Watercolor with colored pencil...


----------



## Gumby (Aug 8, 2018)

Love this, Juls! He looks like my rooster, Sergeant Peeper.


----------



## Firemajic (Aug 8, 2018)

Sergeant Peeper! O! yeah, I get it .. love it!  Thanks for your kind words...


----------



## Robbie (Aug 8, 2018)

Well done Fire. Love it Reminds me of corn flakes.   It was Gumby made me think of it though. Good morning!


----------



## TuesdayEve (Aug 8, 2018)

He’s got that look in his eye...I knew a Rhode Island
Red once, big red feathered cock, mean, territorial,
wouldn’t allow anyone around the hens. He’d jump up
 and strike with those big leg spurs...when you’re in 
shorts they hurt!
But....he was quite beautiful like this guy.


----------



## bobo (Aug 9, 2018)

Hola 
Like the second one best, where he's not yet so heavy ... in looks and bib - lolol


----------



## Firemajic (Aug 9, 2018)

Robbie said:


> Well done Fire. Love it Reminds me of corn flakes.   It was Gumby made me think of it though. Good morning!
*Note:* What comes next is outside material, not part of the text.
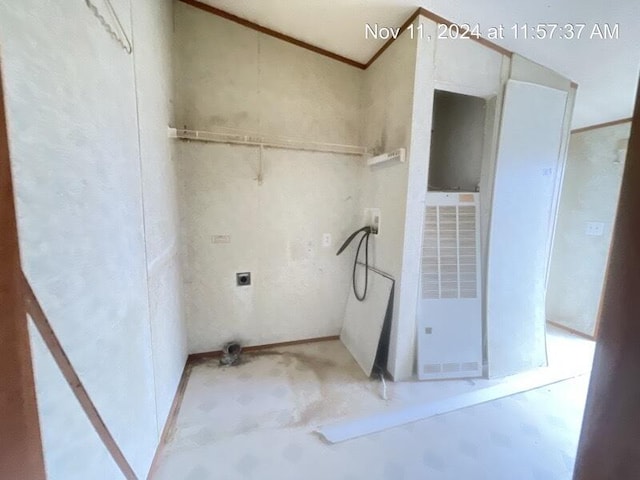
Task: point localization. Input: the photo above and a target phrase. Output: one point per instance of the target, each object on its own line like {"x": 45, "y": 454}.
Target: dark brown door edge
{"x": 20, "y": 443}
{"x": 609, "y": 445}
LOL... yeah  Thank you, I appreciate your comments...




TuesdayEve said:


> He’s got that look in his eye...I knew a Rhode Island
> Red once, big red feathered cock, mean, territorial,
> wouldn’t allow anyone around the hens. He’d jump up
> and strike with those big leg spurs...when you’re in
> ...



Oh yeah, they can be aggressive... maybe that is where "cock of the walk" or "cocky" comes from....  Thanks for your comments...




bobo said:


> Hola
> Like the second one best, where he's not yet so heavy ... in looks and bib - lolol



You almost always like the unfinished paintings... but .. then, I never know when a painting IS finished...  Thank you, Dear bobo...


----------



## bobo (Aug 10, 2018)

Firemajic said:


> ...
> You almost always like the unfinished paintings... but .. then, I never know when a painting IS finished...  Thank you, Dear bobo...



I'm sorry dear,
But the lighter a pic is, the more appealing it normally appears to most people 
May be you're thinking more about elaborating it to the LIKING, and not as much on how it APPEARS to an onlooker ??
But we, the onlookers haven't seen your motif, hence don't know whether it's right or wrong in that aspect.
Just want an appealing pic 

each::love_heart::teapot:


----------



## ParadoxBrother (Aug 11, 2018)

Very beautiful work! I, love the natural color palette you chose, and your brush strokes are very smooth and confident. There's a nice balance of light and dark, and the texture is very gentle. One thing I've done before with watercolor in the past is to use a thin black ink pen to add small textures and details you can't get with a brush, it can really make certain areas pop. I always have an appreciation for watercolor, and I love to see the things that people can accomplish with it. I'll be sure to keep an eye out for more of your works in the future, this looks really nice!


----------